Selena - Amor Prohibido (1994)



  Selena Quintanilla-Perez était une chanteuse américaine d'origine mexicaine, dont la musique a marqué les Etats-Unis des années 90. Sa fulgurante carrière a été stoppée net par une mort tragique en 1995 (assassinée par sa plus proche collaboratrice devenue obsessionnelle vis-à-vis de sa star d'amie) à un âge jeune (23 ans) et en pleine gloire, un peu comme Aaliyah. Apparemment son succès puis son décès ont marqué l'époque, mais je ne suis pas sûr que le retentissement ait été aussi important que ça en dehors des USA, voire même en dehors de la communauté latino, malgré des ventes énormes et une popularité incroyable. Ou alors ça s'est vite tassé. Pour preuve, on entend peu parler d'elle, notamment en France. Et c'est dommage car c'est une artiste qui vaut vraiment le détour. Je vais donc tenter d'aider à réparer cette injustice en vous parlant aujourd'hui de son quatrième et avant dernier album, sorti en 1994, et qui s'intitule Amor Prohibido.

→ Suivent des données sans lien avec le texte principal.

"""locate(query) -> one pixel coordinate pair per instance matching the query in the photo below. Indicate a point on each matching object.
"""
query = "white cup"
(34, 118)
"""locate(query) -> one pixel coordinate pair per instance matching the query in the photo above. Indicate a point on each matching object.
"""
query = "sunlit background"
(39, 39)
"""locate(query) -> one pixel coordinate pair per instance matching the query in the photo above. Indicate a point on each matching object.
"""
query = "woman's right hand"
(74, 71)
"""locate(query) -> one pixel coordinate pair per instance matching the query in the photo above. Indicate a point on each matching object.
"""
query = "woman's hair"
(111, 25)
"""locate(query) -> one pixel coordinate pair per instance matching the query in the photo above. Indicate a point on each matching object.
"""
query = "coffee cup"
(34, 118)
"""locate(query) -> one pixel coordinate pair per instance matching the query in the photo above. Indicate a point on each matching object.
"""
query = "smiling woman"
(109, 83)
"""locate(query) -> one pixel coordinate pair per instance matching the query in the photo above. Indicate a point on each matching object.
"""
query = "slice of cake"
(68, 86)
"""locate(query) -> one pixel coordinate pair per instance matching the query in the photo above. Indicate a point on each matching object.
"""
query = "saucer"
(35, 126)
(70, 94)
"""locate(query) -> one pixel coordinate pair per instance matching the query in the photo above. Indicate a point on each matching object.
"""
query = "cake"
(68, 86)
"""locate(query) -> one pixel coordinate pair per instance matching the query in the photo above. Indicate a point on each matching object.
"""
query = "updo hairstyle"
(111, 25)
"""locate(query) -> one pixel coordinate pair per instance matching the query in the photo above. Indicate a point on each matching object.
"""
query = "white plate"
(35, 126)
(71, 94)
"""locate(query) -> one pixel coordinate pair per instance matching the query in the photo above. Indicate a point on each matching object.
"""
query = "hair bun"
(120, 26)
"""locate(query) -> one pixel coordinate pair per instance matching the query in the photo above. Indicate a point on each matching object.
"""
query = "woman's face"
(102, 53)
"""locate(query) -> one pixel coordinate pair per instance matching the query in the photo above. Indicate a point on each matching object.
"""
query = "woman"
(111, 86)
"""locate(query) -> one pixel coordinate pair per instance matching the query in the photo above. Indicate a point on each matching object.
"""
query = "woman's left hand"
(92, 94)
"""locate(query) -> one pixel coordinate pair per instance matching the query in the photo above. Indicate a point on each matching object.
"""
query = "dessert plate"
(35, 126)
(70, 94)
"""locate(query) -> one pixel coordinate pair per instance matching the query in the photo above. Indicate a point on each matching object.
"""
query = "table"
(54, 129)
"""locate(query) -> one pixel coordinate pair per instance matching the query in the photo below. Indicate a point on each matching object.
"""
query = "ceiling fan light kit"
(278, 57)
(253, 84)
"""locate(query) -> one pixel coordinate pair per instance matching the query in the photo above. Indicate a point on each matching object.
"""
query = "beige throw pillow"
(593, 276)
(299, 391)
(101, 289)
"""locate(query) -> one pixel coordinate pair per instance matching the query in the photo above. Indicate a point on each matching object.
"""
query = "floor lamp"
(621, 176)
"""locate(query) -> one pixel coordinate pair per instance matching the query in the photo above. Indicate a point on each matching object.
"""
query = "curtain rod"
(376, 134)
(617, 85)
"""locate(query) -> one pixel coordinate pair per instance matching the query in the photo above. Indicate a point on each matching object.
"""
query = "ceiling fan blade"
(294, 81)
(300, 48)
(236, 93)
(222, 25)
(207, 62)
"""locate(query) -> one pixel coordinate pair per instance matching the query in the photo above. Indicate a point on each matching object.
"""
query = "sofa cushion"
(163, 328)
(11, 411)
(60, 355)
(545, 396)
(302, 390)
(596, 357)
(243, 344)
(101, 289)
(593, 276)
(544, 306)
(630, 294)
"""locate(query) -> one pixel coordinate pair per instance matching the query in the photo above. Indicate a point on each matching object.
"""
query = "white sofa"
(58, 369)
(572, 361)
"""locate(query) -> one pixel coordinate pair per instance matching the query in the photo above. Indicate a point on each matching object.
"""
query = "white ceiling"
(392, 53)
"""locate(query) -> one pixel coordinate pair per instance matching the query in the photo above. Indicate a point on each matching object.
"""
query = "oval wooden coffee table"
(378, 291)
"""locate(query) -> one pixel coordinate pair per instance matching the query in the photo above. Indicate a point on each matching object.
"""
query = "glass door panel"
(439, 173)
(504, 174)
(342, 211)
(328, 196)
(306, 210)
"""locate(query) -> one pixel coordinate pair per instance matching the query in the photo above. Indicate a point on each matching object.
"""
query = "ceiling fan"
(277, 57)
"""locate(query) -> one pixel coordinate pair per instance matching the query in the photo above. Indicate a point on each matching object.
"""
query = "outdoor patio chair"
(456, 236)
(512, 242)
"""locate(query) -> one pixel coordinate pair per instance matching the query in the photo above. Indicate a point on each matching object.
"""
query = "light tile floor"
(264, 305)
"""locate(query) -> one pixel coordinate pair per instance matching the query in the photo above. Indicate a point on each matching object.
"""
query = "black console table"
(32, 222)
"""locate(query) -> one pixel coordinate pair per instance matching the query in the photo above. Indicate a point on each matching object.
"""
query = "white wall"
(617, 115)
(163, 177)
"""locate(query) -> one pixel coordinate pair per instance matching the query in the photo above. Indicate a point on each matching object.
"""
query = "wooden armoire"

  Vous allez comprendre pourquoi elle était si populaire dès le morceau-titre, "Amor Prohibido" qui ouvre ce disque. Alors certes, le son synthétique a un peu vieilli (quoiqu'il a son charme sur cette chanson en particulier), mais c'est un putain de tube porté par un chant expressif et puissant. Il ne faut pas avoir peur du sucre dans l'instrumentation (ça passe à merveille pour moi, mais je comprends que ça bloque certains), mais ce chant est absolument divin. Mélodique, doux et affirmé à la fois, et puis cet espagnol est merveilleux à l'oreille, ça change. 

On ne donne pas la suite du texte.